Turkey’s longest-serving leader, Erdogan, won the May 28 runoff with 52.2%. Despite a cost-of-living problem, his electoral triumph defied most polls.

Erdogan’s new five-year term permits him to continue autocratic measures that have polarized NATO member Turkey and enhanced its military capability.

Erdogan will take his oath in the general assembly in Ankara on Saturday at 3 p.m. (1200 GMT) after the new parliament convened on Friday.

According to the state-run Anadolu Agency, high-ranking officials from 78 countries and international organizations, including NATO Secretary-General Jens Stoltenberg, Venezuelan President Nicolas Maduro, Hungarian Prime Minister Viktor Orban, and Armenian Prime Minister Nikol Pashinyan, will attend the presidential palace ceremony.

Erdogan will name ministers tonight.

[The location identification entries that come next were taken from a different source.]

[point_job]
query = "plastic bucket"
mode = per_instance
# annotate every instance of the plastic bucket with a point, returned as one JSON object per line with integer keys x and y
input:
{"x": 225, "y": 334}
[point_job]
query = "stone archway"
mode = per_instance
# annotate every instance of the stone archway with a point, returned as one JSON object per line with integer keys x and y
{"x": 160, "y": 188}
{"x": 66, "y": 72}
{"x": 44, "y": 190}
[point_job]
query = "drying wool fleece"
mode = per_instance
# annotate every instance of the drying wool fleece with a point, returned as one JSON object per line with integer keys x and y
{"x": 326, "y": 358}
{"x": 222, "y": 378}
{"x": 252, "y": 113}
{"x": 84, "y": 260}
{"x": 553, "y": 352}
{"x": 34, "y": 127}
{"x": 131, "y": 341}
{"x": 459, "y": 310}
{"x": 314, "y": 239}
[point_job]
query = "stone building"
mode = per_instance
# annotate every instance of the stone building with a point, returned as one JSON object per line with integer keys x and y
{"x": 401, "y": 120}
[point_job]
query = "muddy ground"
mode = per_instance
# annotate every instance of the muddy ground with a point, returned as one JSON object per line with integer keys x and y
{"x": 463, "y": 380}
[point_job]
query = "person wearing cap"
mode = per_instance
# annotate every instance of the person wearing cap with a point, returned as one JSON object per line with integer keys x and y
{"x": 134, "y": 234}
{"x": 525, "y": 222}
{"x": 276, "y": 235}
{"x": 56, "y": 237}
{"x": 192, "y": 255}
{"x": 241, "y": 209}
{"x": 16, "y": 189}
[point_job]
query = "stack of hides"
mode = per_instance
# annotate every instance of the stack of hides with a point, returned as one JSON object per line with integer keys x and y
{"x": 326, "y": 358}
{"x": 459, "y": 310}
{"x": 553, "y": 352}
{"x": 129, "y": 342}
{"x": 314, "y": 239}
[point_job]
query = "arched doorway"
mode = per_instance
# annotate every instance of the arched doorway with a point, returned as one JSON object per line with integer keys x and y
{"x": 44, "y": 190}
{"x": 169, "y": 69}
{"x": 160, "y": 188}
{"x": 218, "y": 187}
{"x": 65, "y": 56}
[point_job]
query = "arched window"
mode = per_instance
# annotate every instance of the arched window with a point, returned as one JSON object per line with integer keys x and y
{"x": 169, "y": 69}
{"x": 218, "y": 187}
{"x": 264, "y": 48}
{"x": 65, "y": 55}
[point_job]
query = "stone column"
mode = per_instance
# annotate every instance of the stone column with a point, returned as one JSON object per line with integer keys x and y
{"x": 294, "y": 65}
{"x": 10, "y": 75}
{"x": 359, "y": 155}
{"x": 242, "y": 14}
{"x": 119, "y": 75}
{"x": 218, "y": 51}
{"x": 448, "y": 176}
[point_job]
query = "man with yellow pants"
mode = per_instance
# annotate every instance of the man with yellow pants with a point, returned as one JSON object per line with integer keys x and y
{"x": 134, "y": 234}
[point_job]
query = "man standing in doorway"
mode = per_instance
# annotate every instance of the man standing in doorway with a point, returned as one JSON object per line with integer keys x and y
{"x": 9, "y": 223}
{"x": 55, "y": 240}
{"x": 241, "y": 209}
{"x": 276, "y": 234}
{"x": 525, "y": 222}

Reuters reported earlier this week that his new cabinet would likely include former economy head Mehmet Simsek, signaling a return to economic conservatism and interest rate hikes.

Investors admired Simsek as finance minister and deputy prime minister from 2009 to 2018. He might play a major role today, reversing years of policy based on low-interest rates, massive inflation, and state control of markets.

After winning an election in late 2002, Erdogan, 69, became prime minister in 2003.

After winning additional executive powers in a 2017 referendum, he was re-elected in 2018.

The opposition was certain of toppling Erdogan and overturning several of his policies, including proposing significant interest rate hikes to combat inflation, which was 44% in April.

Erdogan said Turkey’s biggest problem was inflation, which reached 85% last year before receding.

Given dwindling foreign reserves, an increasing state-backed protected deposits system, and unanchored inflation expectations, analysts warn of economic catastrophe if current policies continue. After the vote, the lira fell to new lows.